This story was originally written in Arabic by a 14-year-old Palestinian girl in Gaza named Lujayn. Along with one of Lujayn’s relatives, I have translated it into English. She initially wrote this story for her mother and then decided to share it with the world. It recounts her family’s forced displacement from the house where they were sheltering in Khan Younis. This was the fourth time Lujayn had been displaced since Israel’s assault on Gaza began.

Lujayn describes an increasingly common tactic of the Israeli military in her narrative: bulldozing buildings with people still inside. In addition, Lujayn’s story serves as a warning to the world about the dangers of Israel’s threatened invasion of Rafah. If she were displaced again, she and her family would have nowhere to go.

Lujayn is a brilliant student. She had been planning to go to university to study mathematics. But there are no more universities left in Gaza, and Lujayn has no permanent home. All she can do right now is survive and tell her story. For Lujayn as for many Palestinians, storytelling is a form of resistance. She asks the international community to take action to stop the Israeli military from killing her friends and threatening to kill her mother, her family, and herself. She particularly asks that the people of the United States of America pressure their elected representatives to stop funding Israel’s genocide.

—Rebecca Ruth Gould

This is what happened. On March 2, 2024, my dad went to bring us supplies from Rafah despite the danger on the road. He stayed overnight in Rafah because there was no transportation at night. That night, suddenly, the situation changed. The sound of explosions and missiles was everywhere.

My mom, me, and our extended family were sheltering together with four other families and eight unaccompanied children in a home in Khan Younis. We came out of our rooms and hid in the area beneath the staircase. There was gunfire and strange sounds everywhere. We tried to understand what was happening, but we couldn’t because there was shooting and chaos all around.

Mom kept telling me, “Don’t worry, we’ll be fine,” but I could see how she looked around anxiously. She told me, “I need to understand what’s happening. Stay away from the windows.”

I could see strange green light lines entering from the window, and I heard the sound of bullets. I told her, “No, it’s dangerous,” but she insisted. She said, “I have to understand what strange thing is happening.” So, I climbed under the staircase. She came back and she told me, “Come quickly.”

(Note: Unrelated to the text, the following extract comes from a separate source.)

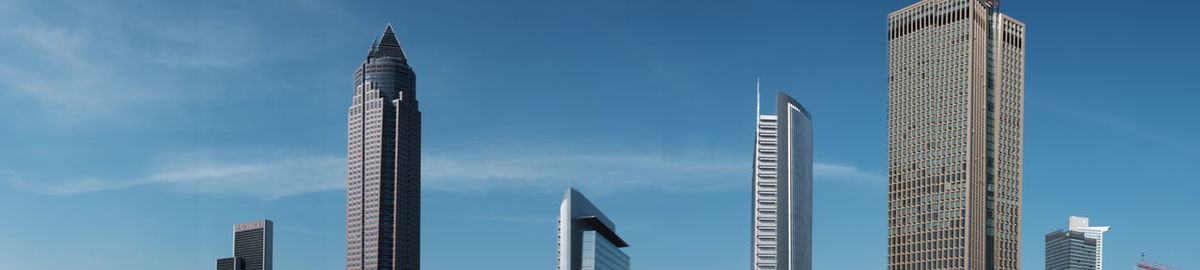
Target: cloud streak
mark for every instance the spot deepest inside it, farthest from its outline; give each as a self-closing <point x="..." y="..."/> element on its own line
<point x="273" y="175"/>
<point x="612" y="171"/>
<point x="264" y="175"/>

We hurried downstairs, and Mom told everyone: “The bulldozer is demolishing the house in front of ours, and the tanks have surrounded us from all sides. We need to get out quickly before they come towards us.” No one thought going out was a good idea. Mom told them that she would go out first. If they allowed her to pass, she would signal to us to come out. Everyone told her she shouldn’t go out. We knew that people were dying outside.

As we were talking, two teenage girls and three children suddenly came to the front door. One of them was covered in blood, crying, and screaming. They were the children of the family whose house had been demolished. Their father was also in Rafah like my father, but their mother, sister, and the rest of the family had been martyred under the bulldozer as it destroyed the house while they were inside. Everyone was stunned.

Mom told me to bring her my first aid supplies. She started to wipe the blood from the little boy and sterilize the wounds. Then she bandaged them while trying to comfort him.

Suddenly, we heard a loud noise. The bulldozer was coming for our house. Mom stopped and told me, “I must go out and try to stop them because we’ll die under the bulldozer. I’ll try to go out and tell them that we are civilians. If they hit me and let you all out, then you leave after me. If they hit me and continue to demolish the house, know that I tried everything I could with my last hope that you would be safe.”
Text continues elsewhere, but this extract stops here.